Una catástrofe mundial como la pandemia, a la que en nuestro caso se suma la desastrosa declaración unilateral de independencia por parte de Puigdemont, que encima pretende telegobernar, hubiera precisado una respuesta de consenso, un llamamiento efectivo y no ritual a la unidad. En definitiva, un gabinete de salvación que no excluyera a ningún grupo comprometido realmente con el interés común antes que con sus fantasmas ideológicos e identitarios. Pero el devenir hacia la democracia iliberal en el que estamos inmersos, la catadura moral de los facciosos, la predilección del relato sobre el proyecto, y el clientelismo a todos los niveles y en todas las instituciones, incluida la judicial, ha logrado que ya no oigamos de nuestros políticos debates sino insultos, mentiras y algún ladrido, en lo que compiten con tertulianos de toda laya, más obsequiosos a veces con las consignas partidarias que los propios militantes.

Como digo este es un mal no exclusivo ni prioritariamente español. La ensoñación de la democracia directa amenaza con quebrar el régimen representativo y nos encamina aceleradamente hacia el populismo.

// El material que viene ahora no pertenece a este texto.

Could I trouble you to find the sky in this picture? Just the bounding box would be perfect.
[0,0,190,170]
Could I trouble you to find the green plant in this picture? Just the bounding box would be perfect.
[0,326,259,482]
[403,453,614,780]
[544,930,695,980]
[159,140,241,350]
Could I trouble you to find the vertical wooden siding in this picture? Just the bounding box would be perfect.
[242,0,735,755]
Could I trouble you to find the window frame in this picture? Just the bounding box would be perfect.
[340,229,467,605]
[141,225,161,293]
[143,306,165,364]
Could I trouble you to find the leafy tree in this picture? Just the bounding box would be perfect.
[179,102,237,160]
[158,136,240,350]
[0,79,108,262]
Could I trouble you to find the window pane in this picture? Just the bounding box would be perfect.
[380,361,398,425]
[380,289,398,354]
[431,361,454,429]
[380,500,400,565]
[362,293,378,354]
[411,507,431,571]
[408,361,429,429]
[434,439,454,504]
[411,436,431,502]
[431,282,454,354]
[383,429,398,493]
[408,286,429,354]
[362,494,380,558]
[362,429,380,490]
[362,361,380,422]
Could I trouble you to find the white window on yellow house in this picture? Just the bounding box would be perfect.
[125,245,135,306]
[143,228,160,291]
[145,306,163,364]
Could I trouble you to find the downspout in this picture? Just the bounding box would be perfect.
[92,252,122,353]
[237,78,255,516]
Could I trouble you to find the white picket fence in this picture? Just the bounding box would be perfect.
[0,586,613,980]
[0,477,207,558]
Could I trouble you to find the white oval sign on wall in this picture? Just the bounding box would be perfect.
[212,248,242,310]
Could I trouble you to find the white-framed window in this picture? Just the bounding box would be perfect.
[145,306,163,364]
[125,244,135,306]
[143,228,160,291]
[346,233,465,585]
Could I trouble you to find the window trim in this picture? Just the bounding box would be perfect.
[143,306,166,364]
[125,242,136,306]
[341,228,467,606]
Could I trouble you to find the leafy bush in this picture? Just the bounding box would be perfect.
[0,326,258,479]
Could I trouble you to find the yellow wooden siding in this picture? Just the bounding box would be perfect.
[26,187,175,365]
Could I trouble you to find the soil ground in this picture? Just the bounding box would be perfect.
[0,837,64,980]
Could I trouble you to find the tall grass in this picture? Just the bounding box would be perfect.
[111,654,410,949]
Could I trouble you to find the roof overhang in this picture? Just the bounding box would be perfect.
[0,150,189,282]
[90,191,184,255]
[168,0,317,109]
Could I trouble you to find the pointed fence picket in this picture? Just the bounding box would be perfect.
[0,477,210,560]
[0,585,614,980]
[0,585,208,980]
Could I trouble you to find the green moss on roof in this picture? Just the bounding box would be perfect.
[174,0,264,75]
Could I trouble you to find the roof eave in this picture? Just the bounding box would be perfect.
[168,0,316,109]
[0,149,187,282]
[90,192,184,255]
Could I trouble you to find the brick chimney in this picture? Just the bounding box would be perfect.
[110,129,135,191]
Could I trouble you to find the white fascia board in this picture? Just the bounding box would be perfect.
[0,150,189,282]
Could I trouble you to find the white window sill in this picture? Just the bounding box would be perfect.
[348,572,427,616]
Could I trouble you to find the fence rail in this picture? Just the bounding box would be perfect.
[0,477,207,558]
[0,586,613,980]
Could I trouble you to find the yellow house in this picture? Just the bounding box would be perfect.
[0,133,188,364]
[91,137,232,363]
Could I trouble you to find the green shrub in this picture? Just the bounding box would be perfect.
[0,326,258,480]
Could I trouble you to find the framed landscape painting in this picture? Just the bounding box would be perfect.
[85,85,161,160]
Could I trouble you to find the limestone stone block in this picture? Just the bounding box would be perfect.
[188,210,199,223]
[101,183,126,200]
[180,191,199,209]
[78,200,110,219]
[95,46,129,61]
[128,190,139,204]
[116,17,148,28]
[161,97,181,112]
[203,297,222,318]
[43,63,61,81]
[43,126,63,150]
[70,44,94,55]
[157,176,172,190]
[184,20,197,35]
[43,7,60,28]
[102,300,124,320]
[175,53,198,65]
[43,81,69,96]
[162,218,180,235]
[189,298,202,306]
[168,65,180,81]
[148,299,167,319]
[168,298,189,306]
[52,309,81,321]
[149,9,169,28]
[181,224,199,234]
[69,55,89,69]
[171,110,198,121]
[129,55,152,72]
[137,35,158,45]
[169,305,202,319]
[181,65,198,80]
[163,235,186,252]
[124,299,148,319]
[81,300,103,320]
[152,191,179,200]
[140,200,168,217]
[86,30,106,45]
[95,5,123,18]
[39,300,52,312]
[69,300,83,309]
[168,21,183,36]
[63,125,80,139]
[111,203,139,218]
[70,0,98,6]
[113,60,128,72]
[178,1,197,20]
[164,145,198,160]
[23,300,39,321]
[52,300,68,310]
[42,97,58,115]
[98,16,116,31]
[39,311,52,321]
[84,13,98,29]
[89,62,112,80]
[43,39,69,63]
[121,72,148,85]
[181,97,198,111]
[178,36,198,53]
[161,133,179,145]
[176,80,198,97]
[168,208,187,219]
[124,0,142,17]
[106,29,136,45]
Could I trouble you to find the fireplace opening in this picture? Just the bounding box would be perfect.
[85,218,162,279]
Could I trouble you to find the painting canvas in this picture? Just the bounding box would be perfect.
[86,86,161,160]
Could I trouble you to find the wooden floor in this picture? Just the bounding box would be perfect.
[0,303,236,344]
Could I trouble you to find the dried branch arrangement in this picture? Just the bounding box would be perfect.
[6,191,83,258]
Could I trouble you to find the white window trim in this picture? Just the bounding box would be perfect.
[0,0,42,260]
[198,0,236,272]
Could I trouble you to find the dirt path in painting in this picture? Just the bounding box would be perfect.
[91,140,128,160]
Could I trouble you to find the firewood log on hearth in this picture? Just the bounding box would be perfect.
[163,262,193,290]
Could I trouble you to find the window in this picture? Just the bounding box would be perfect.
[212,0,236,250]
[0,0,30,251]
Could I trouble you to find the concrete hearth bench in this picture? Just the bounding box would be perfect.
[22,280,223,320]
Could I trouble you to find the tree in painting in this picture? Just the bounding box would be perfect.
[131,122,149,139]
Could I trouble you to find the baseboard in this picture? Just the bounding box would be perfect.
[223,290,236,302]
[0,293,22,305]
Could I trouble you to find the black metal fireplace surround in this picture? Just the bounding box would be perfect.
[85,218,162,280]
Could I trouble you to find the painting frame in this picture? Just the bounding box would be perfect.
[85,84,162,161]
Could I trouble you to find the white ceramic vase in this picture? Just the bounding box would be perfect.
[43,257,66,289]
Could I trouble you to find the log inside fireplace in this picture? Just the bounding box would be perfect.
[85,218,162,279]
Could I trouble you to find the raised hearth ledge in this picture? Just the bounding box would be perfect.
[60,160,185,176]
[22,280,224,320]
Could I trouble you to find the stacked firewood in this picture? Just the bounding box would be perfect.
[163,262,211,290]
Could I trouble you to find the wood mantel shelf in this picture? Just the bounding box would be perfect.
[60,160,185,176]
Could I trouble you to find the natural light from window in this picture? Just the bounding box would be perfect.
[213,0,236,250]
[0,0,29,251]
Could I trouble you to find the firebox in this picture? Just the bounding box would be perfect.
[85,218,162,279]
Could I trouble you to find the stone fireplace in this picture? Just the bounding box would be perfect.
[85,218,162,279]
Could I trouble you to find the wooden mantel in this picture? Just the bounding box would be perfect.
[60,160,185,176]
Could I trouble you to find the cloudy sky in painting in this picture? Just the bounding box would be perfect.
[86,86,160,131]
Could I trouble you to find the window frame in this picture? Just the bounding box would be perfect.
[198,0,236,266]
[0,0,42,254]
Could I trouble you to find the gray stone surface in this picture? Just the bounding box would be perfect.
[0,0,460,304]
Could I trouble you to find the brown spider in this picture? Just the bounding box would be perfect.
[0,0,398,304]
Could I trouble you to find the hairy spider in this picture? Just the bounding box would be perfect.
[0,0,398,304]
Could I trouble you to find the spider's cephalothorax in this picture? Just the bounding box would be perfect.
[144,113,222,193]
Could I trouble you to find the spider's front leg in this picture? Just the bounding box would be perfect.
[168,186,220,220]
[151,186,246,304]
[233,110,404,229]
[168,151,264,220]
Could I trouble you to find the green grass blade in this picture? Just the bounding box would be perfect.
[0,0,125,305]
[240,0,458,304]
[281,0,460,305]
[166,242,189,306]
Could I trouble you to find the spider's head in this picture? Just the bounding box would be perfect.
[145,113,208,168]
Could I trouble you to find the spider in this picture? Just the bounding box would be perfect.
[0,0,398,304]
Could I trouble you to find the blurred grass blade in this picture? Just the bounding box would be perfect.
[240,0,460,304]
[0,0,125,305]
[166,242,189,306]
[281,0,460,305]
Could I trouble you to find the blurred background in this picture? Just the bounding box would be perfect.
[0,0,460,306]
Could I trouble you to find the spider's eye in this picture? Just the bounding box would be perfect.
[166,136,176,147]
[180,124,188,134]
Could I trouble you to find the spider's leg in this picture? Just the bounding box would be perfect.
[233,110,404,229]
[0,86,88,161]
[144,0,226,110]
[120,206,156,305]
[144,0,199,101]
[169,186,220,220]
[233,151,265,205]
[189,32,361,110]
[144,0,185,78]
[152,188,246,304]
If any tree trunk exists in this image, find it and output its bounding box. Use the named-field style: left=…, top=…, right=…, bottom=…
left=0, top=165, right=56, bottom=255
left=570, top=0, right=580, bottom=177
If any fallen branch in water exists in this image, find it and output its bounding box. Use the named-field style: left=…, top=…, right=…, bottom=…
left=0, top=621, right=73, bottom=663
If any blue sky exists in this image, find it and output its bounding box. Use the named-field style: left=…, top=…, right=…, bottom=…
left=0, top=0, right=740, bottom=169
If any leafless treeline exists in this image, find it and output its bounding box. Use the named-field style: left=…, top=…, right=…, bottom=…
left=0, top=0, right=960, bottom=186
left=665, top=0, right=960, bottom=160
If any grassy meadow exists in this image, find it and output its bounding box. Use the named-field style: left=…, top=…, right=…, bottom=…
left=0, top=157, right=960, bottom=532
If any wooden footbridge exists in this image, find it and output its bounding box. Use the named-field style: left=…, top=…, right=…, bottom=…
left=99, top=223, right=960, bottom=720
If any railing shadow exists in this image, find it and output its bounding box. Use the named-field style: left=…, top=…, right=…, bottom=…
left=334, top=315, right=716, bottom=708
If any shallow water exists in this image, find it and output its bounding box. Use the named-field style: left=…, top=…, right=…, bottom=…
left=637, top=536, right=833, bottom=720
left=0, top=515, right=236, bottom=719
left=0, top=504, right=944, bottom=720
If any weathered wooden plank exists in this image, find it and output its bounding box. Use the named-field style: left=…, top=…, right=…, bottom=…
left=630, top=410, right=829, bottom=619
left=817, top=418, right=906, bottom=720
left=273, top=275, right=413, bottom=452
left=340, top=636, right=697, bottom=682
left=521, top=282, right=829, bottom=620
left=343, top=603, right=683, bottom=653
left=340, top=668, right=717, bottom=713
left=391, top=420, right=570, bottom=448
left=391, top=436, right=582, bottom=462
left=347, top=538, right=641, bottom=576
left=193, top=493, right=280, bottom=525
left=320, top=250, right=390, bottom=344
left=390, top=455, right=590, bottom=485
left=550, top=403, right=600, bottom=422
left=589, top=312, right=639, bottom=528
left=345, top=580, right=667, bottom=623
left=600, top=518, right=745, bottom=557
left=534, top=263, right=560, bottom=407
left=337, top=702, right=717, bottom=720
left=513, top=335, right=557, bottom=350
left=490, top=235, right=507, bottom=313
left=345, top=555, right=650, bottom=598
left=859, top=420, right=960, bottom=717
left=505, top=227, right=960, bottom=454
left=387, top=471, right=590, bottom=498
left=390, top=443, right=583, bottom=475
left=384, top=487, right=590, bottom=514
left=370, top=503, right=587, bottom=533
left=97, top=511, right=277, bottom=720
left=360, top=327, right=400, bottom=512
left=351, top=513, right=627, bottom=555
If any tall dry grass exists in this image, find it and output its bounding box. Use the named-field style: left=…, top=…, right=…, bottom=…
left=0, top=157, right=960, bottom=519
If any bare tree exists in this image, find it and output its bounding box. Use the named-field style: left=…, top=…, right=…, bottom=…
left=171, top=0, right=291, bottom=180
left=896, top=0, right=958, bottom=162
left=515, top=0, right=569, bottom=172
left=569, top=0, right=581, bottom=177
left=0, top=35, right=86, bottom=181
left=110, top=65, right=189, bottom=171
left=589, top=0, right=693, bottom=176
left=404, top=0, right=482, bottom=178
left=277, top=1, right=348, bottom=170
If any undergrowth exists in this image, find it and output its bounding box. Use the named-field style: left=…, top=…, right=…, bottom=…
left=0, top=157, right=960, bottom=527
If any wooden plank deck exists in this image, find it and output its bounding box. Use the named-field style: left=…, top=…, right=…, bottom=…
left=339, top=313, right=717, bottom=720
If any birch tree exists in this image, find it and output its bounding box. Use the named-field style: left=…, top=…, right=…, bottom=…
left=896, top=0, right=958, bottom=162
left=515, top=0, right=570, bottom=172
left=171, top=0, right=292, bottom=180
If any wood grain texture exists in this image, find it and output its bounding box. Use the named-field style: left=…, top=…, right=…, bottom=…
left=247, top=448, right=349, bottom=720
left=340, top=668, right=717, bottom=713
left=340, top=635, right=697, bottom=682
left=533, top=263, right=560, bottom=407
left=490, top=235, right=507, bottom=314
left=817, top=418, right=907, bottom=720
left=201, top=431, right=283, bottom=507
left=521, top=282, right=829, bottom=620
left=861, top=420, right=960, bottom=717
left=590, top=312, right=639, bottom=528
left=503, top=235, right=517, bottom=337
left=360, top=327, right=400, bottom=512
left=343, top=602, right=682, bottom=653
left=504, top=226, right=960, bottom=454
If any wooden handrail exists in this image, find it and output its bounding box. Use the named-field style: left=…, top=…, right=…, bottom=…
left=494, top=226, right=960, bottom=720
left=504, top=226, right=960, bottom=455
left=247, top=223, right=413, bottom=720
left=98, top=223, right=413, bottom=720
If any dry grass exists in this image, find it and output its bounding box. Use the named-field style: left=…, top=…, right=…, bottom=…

De este al caudillismo posmoderno no media más que un paso. Viviremos todavía años en medio de semejante caos que no es fortuito: existen culpables a quienes exigir reparación. Mientras tanto, el dilema que hoy preocupa a la gente no es ni comunismo o libertad ni fascismo o sí se puede, sino Pfizer o AstraZeneca. De modo que hay quien se interroga si los partidos no son en realidad un mal necesario de cuya gestión apenas puede esperarse beneficio alguno, aunque ya se sabe que todo es empeorable. De momento no son capaces de dar una respuesta coherente y racional al mayor estrago histórico que hemos padecido desde hace ochenta años. Pero el caso es que no puede haber democracia, ni representativa ni directa, sin la existencia de unos partidos políticos respetados por la ciudadanía, capaces de infundir confianza en vez del desasosiego que continuamente generan. Políticos, politicastros y politiquitos del momento deberían preguntarse por qué este no es nuestro caso según todas las encuestas. Y poner remedio.